Monday, January 18, 2016

How Many Times Were You Screwed In 2015?

     For starters, it's always better to give ulcers than to get them. My first screwing was with LIBERTY MUTUAL INSURANCE. They have quietly doubled the rates for insuring our house and automobile over the past three years. Other companies have been bombarding us to switch for a lower rate. But when I gave GEICO that opportunity, they wanted $500 more a year than we were paying!
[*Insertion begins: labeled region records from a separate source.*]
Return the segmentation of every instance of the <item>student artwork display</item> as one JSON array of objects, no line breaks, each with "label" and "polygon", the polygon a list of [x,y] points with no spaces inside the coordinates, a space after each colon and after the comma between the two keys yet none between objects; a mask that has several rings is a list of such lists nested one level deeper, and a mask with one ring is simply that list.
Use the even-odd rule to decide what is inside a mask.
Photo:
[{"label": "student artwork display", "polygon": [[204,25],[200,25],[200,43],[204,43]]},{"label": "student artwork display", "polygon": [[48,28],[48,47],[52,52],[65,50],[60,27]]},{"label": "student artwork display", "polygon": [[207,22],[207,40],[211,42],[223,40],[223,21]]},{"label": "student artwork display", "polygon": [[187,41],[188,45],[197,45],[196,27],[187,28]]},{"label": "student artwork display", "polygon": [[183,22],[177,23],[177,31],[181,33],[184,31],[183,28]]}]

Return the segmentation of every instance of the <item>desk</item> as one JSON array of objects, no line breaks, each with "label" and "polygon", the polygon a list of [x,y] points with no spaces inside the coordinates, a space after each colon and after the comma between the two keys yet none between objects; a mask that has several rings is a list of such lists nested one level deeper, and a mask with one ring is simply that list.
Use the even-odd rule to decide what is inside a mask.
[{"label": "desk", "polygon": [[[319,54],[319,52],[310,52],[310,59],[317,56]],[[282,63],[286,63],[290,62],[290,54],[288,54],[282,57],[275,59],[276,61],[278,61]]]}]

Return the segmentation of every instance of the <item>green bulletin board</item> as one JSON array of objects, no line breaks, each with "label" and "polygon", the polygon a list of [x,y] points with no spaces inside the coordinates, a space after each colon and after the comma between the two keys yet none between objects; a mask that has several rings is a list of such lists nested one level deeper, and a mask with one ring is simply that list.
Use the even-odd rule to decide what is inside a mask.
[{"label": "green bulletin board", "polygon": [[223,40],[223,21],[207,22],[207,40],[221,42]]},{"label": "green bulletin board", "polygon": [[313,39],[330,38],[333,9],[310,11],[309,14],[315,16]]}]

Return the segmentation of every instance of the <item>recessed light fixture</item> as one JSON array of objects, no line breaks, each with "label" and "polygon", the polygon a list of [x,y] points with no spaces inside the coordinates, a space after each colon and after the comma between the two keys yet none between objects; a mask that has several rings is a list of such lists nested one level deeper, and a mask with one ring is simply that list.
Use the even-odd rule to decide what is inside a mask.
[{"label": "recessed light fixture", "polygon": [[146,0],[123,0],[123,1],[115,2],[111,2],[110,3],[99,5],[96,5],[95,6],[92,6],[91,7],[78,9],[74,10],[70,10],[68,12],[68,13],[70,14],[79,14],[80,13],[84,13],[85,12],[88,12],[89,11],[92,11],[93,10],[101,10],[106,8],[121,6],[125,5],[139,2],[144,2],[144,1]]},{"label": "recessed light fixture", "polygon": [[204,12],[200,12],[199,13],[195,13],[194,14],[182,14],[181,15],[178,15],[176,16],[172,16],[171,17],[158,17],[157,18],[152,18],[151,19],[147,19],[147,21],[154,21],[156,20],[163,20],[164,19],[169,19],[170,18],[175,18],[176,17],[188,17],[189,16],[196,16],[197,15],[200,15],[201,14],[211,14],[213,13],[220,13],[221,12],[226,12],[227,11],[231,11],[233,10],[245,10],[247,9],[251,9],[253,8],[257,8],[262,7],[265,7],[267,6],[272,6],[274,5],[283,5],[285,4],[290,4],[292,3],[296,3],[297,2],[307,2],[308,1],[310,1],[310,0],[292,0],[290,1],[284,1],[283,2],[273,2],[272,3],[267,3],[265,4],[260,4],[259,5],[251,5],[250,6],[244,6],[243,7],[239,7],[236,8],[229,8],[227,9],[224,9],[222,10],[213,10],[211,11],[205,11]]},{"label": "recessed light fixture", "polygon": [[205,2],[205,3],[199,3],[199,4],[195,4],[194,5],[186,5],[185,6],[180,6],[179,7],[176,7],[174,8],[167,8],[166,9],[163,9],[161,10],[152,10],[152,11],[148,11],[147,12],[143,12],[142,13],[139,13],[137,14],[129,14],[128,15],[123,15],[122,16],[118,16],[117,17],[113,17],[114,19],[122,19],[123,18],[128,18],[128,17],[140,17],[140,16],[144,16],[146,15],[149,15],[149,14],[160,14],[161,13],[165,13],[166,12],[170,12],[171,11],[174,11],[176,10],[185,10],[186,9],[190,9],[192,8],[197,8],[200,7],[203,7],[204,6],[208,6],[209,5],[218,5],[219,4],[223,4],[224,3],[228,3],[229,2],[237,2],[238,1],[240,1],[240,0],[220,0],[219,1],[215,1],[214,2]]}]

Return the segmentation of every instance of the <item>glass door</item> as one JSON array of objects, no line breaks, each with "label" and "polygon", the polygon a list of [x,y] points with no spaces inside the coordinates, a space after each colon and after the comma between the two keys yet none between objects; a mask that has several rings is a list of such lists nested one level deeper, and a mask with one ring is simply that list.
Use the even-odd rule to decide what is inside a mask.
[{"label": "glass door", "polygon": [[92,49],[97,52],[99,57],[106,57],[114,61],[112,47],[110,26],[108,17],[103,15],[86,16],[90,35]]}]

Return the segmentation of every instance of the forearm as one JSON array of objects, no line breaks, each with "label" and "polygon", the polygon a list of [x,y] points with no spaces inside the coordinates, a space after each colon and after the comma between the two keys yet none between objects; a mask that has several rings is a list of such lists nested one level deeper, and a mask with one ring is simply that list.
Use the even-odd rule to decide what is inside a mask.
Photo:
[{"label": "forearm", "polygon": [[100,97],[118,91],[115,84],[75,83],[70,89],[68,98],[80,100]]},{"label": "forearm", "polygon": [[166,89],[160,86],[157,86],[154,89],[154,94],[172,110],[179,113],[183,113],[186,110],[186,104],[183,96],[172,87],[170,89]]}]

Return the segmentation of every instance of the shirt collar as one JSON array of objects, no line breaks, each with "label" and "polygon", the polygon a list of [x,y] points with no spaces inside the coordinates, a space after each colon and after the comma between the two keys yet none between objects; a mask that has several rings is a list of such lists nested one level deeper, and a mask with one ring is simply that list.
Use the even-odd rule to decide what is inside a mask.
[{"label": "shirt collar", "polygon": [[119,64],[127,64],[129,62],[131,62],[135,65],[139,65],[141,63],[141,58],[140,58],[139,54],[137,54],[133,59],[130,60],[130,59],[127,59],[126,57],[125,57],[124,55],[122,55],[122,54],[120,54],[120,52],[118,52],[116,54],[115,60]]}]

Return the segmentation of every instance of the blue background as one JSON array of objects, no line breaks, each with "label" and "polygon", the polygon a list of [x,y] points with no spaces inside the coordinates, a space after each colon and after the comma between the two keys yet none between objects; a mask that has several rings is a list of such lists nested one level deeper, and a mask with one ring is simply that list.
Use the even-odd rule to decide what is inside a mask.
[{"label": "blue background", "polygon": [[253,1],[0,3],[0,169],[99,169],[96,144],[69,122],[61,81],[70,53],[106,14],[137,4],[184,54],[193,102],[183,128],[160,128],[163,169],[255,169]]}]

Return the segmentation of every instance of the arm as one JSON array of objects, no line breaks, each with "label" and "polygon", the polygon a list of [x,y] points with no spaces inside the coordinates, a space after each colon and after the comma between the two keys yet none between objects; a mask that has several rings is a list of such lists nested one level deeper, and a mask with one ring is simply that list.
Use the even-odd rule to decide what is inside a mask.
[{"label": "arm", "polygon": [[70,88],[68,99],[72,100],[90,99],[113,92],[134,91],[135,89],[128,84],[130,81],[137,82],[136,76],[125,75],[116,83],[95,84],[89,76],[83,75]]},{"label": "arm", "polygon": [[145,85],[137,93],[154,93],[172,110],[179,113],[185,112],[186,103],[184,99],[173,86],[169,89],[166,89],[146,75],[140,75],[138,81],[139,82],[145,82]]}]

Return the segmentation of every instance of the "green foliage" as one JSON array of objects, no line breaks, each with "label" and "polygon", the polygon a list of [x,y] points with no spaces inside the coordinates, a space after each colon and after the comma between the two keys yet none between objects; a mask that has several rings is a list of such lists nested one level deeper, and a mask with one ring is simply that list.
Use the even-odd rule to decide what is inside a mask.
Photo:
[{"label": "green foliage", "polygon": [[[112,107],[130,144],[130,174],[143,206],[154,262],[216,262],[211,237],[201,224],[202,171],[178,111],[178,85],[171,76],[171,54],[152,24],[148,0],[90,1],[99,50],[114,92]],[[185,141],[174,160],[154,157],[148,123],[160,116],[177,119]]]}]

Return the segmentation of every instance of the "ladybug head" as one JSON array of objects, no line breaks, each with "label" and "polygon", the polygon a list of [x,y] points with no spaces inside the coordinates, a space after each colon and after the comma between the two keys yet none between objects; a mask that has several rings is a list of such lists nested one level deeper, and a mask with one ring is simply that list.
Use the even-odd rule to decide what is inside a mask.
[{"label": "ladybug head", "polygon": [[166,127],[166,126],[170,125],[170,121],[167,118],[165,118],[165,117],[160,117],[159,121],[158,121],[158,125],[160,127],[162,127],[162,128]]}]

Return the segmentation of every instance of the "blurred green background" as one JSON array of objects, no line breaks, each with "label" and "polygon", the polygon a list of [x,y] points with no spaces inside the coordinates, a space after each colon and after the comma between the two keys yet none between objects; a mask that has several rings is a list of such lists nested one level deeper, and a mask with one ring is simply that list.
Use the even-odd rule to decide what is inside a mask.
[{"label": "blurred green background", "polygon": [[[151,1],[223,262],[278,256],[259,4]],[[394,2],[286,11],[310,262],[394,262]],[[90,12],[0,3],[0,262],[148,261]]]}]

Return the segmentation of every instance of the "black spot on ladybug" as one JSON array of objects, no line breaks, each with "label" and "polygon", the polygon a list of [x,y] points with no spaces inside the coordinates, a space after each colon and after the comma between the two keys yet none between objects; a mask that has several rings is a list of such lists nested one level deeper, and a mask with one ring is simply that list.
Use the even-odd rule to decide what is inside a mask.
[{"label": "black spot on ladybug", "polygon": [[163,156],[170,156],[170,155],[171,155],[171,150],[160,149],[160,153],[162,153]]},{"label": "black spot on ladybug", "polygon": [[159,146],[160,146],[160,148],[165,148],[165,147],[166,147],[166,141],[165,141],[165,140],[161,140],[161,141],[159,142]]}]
    So, folks, a little screwing doesn't mean it's the end of the world. After all, banks are still only paying 1% interest on savings, the stock market has been plunging like rats on a sinking ship and Social Security for 2016 remains the same as it was in 2015; no 3% cost of living increase. So we'll eat out three times a month instead of four.
     Before continuing this rant, I was thinking about the ad on TV for renting a NATIONAL car. You can pick out any car and just get in and drive off to your destination. But wait. I recall that after the 9/11 attack on the USA, the jazz duo, Mitchell/Ruff, wanted to rent a NATIONAL car in Chicago and drive it to New York City for their next concent. All air flights were grounded. NATIONAL immediately raised rental rates three times the normal amount. They paid the price.
     The Internet is a mecca for corporate scammers. They open a bank account in Delaware, where the tax bite is low, set up a P.O. Box address in Las Vegas and design a web site that grabs your credit or debit card and every month they deduct a small amount you aren't supposed to be aware of. It's in the small print following an offer to send  you a free sample for just shipping and handling costs.
     I've fallen for that sucker trap. But  not any longer. No matter how enticing the offer is. Nor should you be screwed. Just be firm. Don't be intimidated. If the phone caller wants a donation for the lepers of Basoutoland in South Africa, hang up. If the caller says IRS will take away your house, car and bank account "for what you owe," hang up. It's the latest national scam.
     There are no more free lunches. The year 2016 is going to be a historic mess with all the political ads and conventions to boot. I'll leave you with my photo below. Thanks for reading!